Spain’s National Securities Market Commission (CNMV) accused Germany’s largest lender of “very serious infringements” of Spanish and EU law, and said it failed to inform corporate clients properly about the risks associated with derivatives products that exposed them to heavy losses.

CNMV imposed the third-largest fine in its history and suspended Deutsche Bank from conducting investment advisory activity related to the products for a year, saying the bank failed to act in the best interests of clients.

Deutsche Bank said it had “improved our processes and enhanced our controls”, and would appeal against the ruling.

The regulator found that the alleged mis-selling took place between 2018 and 2021, meaning that it continued even after Deutsche Bank started an internal investigation in 2019 following a whistleblower complaint. 

The foreign-exchange derivatives were sold to small and medium-sized companies who wanted to hedge foreign exchange risk, without properly informing them about the risk of losses. Some buyers lost millions of euros from the contracts, pushing them close to insolvency.

Deutsche Bank’s own probe, called “Project Teal”, found that its staff acted disingenuously, broke EU rules and exploited flaws in the bank’s controls. It later replaced some of the management staff in Spain, as well as senior investment bankers in London. The bank paid millions of euros in settlements to some clients, including a winemaker and a hotel chain.

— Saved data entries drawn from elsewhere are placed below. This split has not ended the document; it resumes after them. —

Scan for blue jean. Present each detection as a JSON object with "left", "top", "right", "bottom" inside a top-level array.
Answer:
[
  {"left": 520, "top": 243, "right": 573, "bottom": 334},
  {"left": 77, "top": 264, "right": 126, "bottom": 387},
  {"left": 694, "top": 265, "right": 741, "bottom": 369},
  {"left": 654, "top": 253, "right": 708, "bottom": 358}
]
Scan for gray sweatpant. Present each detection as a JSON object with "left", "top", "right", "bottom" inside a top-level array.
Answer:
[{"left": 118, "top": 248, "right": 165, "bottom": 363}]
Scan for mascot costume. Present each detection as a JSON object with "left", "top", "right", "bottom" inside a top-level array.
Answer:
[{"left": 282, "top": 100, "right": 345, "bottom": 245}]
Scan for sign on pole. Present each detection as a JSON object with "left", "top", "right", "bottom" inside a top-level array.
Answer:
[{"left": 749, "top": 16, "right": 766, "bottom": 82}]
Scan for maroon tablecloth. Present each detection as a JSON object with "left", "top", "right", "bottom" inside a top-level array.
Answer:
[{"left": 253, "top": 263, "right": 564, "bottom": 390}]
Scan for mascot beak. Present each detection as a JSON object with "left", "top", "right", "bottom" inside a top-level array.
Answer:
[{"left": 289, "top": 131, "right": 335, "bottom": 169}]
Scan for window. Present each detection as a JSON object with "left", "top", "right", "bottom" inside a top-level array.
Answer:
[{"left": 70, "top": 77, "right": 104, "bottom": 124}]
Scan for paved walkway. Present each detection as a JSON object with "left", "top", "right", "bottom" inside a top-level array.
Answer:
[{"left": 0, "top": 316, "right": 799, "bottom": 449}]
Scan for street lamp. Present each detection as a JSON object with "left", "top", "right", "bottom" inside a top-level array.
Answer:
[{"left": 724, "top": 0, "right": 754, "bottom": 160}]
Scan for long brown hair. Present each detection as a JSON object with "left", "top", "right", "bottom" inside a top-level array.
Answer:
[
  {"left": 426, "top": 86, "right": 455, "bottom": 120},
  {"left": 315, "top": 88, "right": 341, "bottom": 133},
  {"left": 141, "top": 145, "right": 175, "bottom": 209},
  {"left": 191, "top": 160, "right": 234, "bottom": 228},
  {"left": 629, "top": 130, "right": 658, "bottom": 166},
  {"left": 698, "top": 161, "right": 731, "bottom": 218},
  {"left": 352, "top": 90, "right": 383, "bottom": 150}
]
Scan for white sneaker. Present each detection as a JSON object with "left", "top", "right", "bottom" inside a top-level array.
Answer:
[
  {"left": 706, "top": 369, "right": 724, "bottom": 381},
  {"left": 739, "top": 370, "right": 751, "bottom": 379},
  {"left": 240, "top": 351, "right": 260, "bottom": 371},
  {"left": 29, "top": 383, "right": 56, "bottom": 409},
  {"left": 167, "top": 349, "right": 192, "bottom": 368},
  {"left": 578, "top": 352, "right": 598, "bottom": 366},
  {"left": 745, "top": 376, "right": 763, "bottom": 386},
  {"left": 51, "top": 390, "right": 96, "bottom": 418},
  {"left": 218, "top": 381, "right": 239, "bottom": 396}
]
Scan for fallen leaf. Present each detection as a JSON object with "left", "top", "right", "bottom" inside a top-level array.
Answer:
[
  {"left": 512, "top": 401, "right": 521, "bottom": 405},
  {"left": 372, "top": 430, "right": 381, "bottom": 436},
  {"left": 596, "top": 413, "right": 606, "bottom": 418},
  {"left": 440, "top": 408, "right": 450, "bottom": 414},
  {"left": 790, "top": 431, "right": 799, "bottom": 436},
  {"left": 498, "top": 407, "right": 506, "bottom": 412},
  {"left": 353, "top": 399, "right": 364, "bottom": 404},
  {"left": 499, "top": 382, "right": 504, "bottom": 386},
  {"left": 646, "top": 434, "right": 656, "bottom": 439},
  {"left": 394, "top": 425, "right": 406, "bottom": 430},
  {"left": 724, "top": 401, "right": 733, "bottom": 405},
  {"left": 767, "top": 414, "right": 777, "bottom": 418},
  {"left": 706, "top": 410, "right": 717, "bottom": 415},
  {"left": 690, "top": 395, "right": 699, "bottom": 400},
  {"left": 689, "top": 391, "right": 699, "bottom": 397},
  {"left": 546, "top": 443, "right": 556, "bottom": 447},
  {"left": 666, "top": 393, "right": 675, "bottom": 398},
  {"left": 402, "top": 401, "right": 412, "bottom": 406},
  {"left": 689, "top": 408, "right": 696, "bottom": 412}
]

In one case, a family-owned fruit and vegetable wholesaler with €3mn in annual sales was sold derivatives covering €19mn of foreign exchange exposure over the five years to 2023.

CNMV announced the investigation in January 2024 and said banks had a duty to inform investors in a “balanced, clear, impartial and non-misleading manner” about the risks of certain products that they were selling. It said this was particularly so when such products were “very complex” and banks had a duty to ensure they met clients’ needs and risk profiles.